Supported by contemporaneous descriptions of Tartessos by folk such as Ephorus as a source of tin and Celtic copper.

But Atlantis?

Rob said...

certainly also helps explain the centrality of Iberia during the preceding Bell-Beaker period

Michael Caton said...

This is a really (for me at least) unexpected and interesting answer. I don't know that much about metallurgy; what's the chance that they're wrong? And if they're right, what are the possible explanations? I can't imagine individuals traveling from Scandinavia to those places during the bronze age, but I also can't imagine raw ore being lugged all that way in trade and then processed only in the north.
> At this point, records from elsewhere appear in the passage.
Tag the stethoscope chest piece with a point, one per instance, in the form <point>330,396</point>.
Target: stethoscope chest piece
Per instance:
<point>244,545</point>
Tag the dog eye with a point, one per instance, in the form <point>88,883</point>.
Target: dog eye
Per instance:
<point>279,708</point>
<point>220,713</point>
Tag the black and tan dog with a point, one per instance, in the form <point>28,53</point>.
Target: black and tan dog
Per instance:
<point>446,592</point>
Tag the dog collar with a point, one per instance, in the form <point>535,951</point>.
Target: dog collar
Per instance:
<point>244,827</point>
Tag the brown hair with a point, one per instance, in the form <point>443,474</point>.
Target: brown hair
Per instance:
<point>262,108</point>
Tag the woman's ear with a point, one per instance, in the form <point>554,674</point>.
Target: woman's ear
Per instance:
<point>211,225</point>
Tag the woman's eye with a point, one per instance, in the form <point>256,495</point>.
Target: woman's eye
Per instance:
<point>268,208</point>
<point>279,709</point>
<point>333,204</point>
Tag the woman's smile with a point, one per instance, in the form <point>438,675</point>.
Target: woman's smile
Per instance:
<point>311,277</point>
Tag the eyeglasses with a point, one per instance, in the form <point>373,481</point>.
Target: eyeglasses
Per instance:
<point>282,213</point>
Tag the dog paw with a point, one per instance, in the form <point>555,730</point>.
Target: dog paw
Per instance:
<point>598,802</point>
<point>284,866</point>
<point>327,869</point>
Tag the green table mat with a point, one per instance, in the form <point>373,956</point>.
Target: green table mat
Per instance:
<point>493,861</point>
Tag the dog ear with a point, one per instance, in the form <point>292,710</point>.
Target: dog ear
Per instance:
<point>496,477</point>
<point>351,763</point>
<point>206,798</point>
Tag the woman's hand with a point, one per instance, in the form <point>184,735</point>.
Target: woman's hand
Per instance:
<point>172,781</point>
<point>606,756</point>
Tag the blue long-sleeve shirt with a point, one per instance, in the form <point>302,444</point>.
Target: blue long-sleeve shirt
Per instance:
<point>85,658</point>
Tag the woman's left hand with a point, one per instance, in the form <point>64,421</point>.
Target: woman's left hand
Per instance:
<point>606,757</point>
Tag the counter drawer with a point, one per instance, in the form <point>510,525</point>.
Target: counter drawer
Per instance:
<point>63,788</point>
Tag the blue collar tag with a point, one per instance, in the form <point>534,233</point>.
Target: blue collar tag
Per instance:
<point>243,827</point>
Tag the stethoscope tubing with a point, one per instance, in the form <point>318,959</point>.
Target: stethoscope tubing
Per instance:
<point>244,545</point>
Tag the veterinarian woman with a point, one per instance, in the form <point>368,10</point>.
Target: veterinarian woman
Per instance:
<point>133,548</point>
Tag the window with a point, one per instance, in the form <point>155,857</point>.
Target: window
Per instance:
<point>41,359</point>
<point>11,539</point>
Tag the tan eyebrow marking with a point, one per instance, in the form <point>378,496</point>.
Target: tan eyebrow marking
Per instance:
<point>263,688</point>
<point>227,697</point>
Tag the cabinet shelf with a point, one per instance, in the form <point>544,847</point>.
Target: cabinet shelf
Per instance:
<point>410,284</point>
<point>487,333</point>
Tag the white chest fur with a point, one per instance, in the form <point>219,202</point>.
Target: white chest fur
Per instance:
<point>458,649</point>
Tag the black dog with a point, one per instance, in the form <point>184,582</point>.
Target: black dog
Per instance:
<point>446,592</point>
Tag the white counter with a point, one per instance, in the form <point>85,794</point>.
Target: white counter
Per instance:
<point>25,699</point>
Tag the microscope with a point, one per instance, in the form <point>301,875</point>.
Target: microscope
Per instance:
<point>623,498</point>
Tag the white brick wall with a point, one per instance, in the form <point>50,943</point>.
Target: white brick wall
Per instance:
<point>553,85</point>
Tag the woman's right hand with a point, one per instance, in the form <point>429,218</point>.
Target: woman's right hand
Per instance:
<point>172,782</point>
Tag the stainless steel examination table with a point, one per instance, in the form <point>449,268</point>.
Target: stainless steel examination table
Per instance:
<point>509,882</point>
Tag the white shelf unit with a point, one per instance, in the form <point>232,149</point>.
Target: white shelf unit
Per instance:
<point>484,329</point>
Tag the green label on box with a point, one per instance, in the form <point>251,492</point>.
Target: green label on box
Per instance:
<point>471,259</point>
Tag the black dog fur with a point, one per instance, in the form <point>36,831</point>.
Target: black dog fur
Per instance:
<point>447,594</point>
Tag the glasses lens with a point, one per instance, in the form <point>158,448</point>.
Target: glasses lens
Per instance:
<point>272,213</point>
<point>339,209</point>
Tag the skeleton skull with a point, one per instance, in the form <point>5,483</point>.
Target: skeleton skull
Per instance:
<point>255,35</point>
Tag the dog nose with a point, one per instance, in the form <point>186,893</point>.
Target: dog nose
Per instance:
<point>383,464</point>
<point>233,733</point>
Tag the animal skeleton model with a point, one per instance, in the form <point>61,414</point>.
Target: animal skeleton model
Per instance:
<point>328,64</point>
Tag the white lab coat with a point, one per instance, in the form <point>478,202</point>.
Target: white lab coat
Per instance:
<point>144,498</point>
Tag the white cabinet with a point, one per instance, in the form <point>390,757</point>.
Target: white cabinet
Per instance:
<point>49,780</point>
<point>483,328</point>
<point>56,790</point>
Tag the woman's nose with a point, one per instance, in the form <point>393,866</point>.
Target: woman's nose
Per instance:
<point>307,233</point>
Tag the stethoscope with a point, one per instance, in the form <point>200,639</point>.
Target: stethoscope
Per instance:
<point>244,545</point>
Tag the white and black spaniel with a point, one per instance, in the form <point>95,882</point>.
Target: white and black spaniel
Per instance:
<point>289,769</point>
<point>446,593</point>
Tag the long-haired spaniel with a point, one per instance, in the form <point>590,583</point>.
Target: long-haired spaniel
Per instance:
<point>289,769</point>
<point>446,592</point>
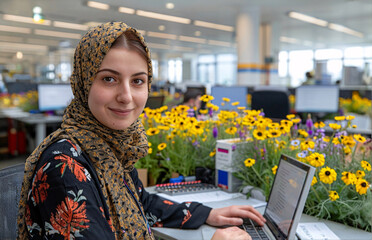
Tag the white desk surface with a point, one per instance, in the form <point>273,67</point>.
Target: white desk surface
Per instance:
<point>205,232</point>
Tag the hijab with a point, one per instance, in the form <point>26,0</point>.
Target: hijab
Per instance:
<point>112,152</point>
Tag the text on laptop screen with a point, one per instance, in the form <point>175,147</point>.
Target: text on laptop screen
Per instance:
<point>285,195</point>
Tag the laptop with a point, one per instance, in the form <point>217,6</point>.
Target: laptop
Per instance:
<point>286,201</point>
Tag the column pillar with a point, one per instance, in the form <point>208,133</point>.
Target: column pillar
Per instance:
<point>247,37</point>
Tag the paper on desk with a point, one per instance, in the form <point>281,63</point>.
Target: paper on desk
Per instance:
<point>201,197</point>
<point>316,231</point>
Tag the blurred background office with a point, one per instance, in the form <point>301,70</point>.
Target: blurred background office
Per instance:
<point>204,44</point>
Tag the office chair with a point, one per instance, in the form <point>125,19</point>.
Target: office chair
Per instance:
<point>10,189</point>
<point>274,103</point>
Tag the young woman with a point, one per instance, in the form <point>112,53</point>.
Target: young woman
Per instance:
<point>80,182</point>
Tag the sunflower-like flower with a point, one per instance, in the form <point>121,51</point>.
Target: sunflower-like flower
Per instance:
<point>365,165</point>
<point>259,134</point>
<point>361,186</point>
<point>348,178</point>
<point>161,146</point>
<point>249,162</point>
<point>316,159</point>
<point>333,195</point>
<point>327,175</point>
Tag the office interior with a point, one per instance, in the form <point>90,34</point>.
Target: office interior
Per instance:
<point>257,46</point>
<point>263,54</point>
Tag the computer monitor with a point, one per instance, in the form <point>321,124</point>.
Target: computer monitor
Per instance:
<point>234,93</point>
<point>154,102</point>
<point>317,99</point>
<point>54,97</point>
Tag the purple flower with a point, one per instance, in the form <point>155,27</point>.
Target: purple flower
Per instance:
<point>215,132</point>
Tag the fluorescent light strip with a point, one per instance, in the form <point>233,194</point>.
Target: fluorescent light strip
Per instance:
<point>192,39</point>
<point>344,29</point>
<point>70,25</point>
<point>307,18</point>
<point>16,18</point>
<point>57,34</point>
<point>162,35</point>
<point>214,26</point>
<point>126,10</point>
<point>6,28</point>
<point>163,17</point>
<point>98,5</point>
<point>22,47</point>
<point>219,43</point>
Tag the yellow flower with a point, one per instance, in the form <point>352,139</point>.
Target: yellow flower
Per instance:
<point>360,174</point>
<point>274,169</point>
<point>161,146</point>
<point>259,134</point>
<point>365,165</point>
<point>316,159</point>
<point>362,186</point>
<point>340,118</point>
<point>231,130</point>
<point>327,175</point>
<point>211,154</point>
<point>314,181</point>
<point>348,178</point>
<point>333,195</point>
<point>152,131</point>
<point>359,138</point>
<point>249,162</point>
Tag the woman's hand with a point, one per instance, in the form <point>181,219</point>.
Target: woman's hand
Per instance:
<point>233,215</point>
<point>231,233</point>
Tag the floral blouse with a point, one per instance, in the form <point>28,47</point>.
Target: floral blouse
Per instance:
<point>66,201</point>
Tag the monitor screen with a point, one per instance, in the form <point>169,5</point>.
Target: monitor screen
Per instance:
<point>317,98</point>
<point>54,97</point>
<point>235,94</point>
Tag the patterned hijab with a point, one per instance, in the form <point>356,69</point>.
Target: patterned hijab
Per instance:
<point>112,152</point>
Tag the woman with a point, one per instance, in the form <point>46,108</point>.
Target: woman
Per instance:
<point>80,181</point>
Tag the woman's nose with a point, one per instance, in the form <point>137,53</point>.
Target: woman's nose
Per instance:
<point>124,93</point>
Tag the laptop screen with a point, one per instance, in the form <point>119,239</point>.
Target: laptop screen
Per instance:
<point>288,195</point>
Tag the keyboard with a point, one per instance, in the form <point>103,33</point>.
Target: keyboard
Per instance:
<point>185,187</point>
<point>253,229</point>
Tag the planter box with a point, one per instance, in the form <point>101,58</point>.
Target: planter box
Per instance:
<point>226,151</point>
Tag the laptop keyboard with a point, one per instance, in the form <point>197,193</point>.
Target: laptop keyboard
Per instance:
<point>253,229</point>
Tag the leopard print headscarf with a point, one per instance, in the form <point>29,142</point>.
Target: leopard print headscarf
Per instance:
<point>112,152</point>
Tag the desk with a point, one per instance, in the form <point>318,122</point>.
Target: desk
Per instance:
<point>205,232</point>
<point>39,120</point>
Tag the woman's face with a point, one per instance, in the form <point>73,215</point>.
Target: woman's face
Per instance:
<point>120,89</point>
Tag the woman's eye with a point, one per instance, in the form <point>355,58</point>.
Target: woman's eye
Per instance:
<point>138,81</point>
<point>108,79</point>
Is *all* the copper in central and Western Europe at that time (northern or southern) from those places?

Anonymous said...

Transport of copper ore from the Tyrol to Sweden is impressive regardless of how it was done. Overland north, along the french pyrenees, or along the coast via Gibralter. The chosen route would be very revealing.

Grey said...

@Jean

"What exactly do you mean Grey?"

What you said basically - an earlier version of Tartessos which before the late bronze age collapse was a well-known trade link from the eastern med via Sardinia to the atlantic coast (and possibly the source region for the maritime Bell Beaker people imo).

I think what may have happened is the trade route was severed for a time after the late bronze age collapse so the memory of a major port city beyond the pillars of Hercules became myth - at least among the Greeks - as i think it was the Phoenicians who re-opened the route later.

Grey said...

Michael Caton

"Is *all* the copper in central and Western Europe at that time (northern or southern) from those places?"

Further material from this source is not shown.